My wife has a 1993 Nissan altima. After driving on the freeway fo . Quite some time I reached my exit. When I slowed down I smelled coolant and when I looked at my temperature guage it was red lined. I barely rolled into the gas station that was off of the exit. After getteng some coolant into it I realized that it was leaking from somewhere and quickly. I went and got some stop leak and after following the directions the car had stopped leaking and temp went back to normal. I left the gas station to return home but as soon as I got a quarter of the way home it skyrocketed again. I turned on the heater which was not even blowing hot and the temp went down. Got to my exit and the temp had gone up again but this time my car died on me. I walked home thinking I'll come back when its cooled down. I returned four hours later but now it won't start at all it only makes a wineding sound. Please tell me its a cheap and easy fix!!!!


----------



## smj999smj (Jan 1, 2006)

Well, there's no way to tell if it's a cheap and easy fix unless we know what's wrong with it and hopefully the overheat didn't cause a bigger issue, like a blown head gasket. If you get it to where you can work on it, you may want to start by adding water to the system (no sense wasting antifreeze at this point because you may have to drain the system, anyway) and pulling the spark plugs. Crank the engine and make sure there is no water pushing out of the spark plug holes. If it does, than you have a head gasket issue (and possibly something that caused the issue, like a stuck thermostat, bad radiator, etc.) and it's not going to be cheap nor easy to fix. If it looks good, then you may want to do a compression test if you have the equipment, since the plugs are already out and just to check that it's good. Also, look at the spark plugs while they are out.

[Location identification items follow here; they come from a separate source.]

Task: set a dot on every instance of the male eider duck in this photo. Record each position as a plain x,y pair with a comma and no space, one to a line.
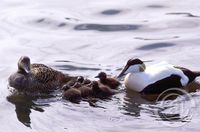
108,81
155,78
36,77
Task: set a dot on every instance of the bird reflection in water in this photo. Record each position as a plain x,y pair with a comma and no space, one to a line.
24,104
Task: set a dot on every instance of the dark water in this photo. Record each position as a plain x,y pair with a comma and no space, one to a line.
83,37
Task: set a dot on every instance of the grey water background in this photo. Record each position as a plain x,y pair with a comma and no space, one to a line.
83,37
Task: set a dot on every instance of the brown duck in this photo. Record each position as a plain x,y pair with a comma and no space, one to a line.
108,81
36,77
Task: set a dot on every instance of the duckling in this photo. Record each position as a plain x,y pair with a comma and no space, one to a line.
36,77
71,94
108,81
101,91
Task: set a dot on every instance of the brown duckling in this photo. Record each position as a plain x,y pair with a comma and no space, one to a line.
36,77
71,94
86,81
101,91
108,81
85,91
78,80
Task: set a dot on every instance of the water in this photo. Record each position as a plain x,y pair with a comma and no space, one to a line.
83,37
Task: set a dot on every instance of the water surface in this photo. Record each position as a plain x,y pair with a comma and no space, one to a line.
83,37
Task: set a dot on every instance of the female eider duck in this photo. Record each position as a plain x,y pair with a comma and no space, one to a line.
155,78
108,81
36,77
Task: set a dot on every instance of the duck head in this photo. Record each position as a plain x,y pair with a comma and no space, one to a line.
101,76
24,65
95,86
80,79
133,66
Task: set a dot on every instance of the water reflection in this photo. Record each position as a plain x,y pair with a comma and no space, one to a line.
111,12
132,101
24,104
107,27
156,46
187,14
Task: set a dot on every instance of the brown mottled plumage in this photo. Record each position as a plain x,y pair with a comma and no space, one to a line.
73,95
36,77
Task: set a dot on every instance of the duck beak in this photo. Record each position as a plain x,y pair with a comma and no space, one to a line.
123,71
27,69
96,76
142,67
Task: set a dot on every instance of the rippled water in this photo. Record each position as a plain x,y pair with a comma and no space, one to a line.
83,37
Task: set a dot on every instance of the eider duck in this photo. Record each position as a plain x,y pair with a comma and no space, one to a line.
71,94
108,81
101,91
36,77
155,78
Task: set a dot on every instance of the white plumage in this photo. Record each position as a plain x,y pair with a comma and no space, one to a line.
137,81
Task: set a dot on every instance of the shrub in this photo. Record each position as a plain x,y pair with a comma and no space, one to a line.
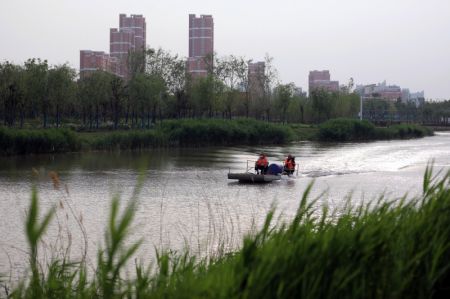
343,129
20,142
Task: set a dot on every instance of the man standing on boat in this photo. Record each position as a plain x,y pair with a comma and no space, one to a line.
261,164
289,164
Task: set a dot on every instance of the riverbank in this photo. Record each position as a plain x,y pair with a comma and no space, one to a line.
342,129
387,249
196,133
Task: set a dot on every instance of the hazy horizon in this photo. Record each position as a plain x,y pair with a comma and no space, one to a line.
403,42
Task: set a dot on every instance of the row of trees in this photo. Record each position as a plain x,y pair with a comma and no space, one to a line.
158,88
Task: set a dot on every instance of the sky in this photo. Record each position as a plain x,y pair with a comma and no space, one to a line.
405,42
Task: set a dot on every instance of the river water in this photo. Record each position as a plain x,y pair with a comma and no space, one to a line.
186,200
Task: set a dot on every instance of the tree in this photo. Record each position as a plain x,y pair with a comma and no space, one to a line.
95,94
60,88
283,95
118,94
321,104
12,91
36,80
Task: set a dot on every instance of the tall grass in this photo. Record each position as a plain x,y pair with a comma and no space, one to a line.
343,129
224,132
384,249
189,132
21,141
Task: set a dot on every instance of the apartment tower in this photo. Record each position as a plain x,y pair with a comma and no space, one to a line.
201,45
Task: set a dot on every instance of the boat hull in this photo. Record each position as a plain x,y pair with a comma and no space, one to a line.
253,178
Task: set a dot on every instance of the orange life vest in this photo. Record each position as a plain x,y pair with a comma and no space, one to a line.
262,162
289,164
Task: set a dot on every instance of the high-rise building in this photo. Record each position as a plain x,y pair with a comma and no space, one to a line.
129,37
201,45
382,91
321,80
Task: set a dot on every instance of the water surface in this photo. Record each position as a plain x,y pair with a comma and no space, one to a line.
186,199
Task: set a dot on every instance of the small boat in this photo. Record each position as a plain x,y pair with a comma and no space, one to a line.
273,174
253,177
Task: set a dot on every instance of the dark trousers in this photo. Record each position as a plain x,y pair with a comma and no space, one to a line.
261,168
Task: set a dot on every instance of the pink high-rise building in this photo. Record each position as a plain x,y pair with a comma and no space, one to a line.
129,37
321,80
201,45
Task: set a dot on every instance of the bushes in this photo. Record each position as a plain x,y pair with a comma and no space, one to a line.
342,129
224,132
169,133
19,142
387,249
130,140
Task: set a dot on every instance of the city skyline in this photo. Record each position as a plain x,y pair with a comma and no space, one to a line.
403,42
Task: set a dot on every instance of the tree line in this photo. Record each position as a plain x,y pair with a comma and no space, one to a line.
159,87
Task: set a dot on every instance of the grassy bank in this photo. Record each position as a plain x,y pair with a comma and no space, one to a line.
197,133
194,133
387,249
343,129
25,141
170,133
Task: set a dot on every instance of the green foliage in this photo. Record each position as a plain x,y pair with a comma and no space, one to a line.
384,249
20,142
223,132
342,129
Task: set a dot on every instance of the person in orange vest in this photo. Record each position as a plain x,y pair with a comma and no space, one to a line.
262,164
289,164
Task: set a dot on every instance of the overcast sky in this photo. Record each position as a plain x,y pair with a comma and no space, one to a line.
405,42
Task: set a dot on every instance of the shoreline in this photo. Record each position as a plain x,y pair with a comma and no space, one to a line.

Also, check the oil dipstick for signs of water. 
If all is good to this point, then you need to find out why it is not starting; check for spark and make sure it's getting fuel (see if it'll start on carb cleaner after spraying it into the engine, which is an easy way to find out if it's a fuel delivery concern. After that is figured out, the cooling system should be pressure tested to find any leaks that need to be fixed. I would plan on replacing the thermostat (genuine Nissan is best). If there are no leaks, than you could have a clogged radiator. A bad or non-working electric fan can cause overheating, but this will typically be an issue at idle and slow speeds and not at highways speeds, where the air forced through the radiator is usually sufficient for cooling. Make sure there is no blockage of airflow though the A/C condenser and radiator cores. Make sure the water pump's not leaking. Also, these engine are known for developing air pockets when the coolant is low, so the system must be purged properly after filling the system or hot pockets and possible overheating can occur just due to that. Good luck and keep us up to date!


----------